Aktualności
Badania
18 Czerwca
Źródło: AGH
Opublikowano: 2021-06-18

Tomograf komputerowy z AGH zbadał narzędzie z paleolitu

Tomograf komputerowy z Akademii Górniczo-Hutniczej w Krakowie posłużył do zbadania fragmentu poroża jelenia sprzed około 27 tys. lat. Znalezisko, które ówczesnym ludziom służyło za narzędzie, stanowi jeden z najstarszych przykładów tego typu przedmiotów odkrytych na ziemiach polskich.

Analizie poddano unikatowy artefakt wykonany z poroża jelenia odkryty w jaskini Biśnik w powiecie zawierciańskim. Przedmiot badań pochodzi z okresu górnego paleolitu i został wykonany ok. 27 tys. lat temu.

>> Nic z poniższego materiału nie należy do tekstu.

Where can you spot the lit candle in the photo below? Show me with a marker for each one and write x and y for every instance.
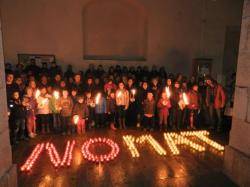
(119, 94)
(168, 92)
(76, 119)
(97, 99)
(37, 94)
(185, 98)
(56, 94)
(133, 91)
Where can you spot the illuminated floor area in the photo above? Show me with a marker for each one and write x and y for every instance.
(189, 168)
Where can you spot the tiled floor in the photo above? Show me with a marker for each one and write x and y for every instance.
(190, 168)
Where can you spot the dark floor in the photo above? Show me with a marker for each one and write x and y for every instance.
(188, 169)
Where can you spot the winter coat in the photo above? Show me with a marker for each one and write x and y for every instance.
(81, 109)
(67, 106)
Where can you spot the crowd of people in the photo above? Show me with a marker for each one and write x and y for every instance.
(44, 100)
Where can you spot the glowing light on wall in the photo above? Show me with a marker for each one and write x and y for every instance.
(130, 142)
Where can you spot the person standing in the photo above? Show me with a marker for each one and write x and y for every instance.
(215, 100)
(122, 103)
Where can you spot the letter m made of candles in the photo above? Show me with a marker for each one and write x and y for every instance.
(196, 140)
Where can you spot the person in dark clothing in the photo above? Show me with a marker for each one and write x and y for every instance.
(149, 112)
(177, 111)
(80, 114)
(111, 110)
(11, 86)
(16, 118)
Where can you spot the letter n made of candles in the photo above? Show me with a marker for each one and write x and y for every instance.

Na jego powierzchni zachowały się ślady związane zarówno z jego kształtowaniem, jak i użytkowaniem. Narzędzie służyło najpewniej w charakterze tłuczka do obróbki surowca krzemiennego. Znalezisko stanowi jeden z najstarszych przykładów tego typu przedmiotów odkrytych na ziemiach polskich.

Celem specjalistycznych badań na tomografie rentgenowskim była przede wszystkim identyfikacja potencjalnych zniszczeń wewnątrzstrukturalnych przedmiotu wynikających z jego użytkowania. Na podstawie skaningu laserowego udało się częściowo odtworzyć geometrię fragmentu poroża przed działalnością człowieka. Poza oceną wizualną przeprowadzono także analizę porównawczą geometrii pierwotnej do obecnej.

Analiza ujawniła stopień erozji zarówno powierzchni zewnętrznej wytworu jak i jego wnętrza. Przeprowadzone badania były bardzo użyteczne i niezbędne ze względu na pokrycie zabytku dosyć grubą warstwą substancji konserwującej, która uniemożliwiała dokładną analizę wszystkich zniszczeń użytkowych widocznych na części pracującej narzędzia. Zastosowanie mikrotomografii umożliwiło nam zobrazowanie przekrojów poszczególnych śladów pouderzeniowych. Dzięki temu było możliwe uzyskanie pełnej ich charakterystyki, a także poznanie głębokości oraz kształtu. Jest to niezwykle istotne z punktu widzenia badań  traseologicznych. Kolejnym krokiem będzie porównanie zniszczeń zaobserwowanych na artefakcie z Jaskini Biśnik ze zniszczeniami na tłuczkach wykorzystywanych podczas eksperymentalnej obróbki surowca krzemiennego – tłumaczy dr Justyna Orłowska z Katedry Prahistorii Instytutu Archeologii Uniwersytetu Mikołaja Kopernika w Toruniu, która prowadzi badania wyjątkowego znaleziska.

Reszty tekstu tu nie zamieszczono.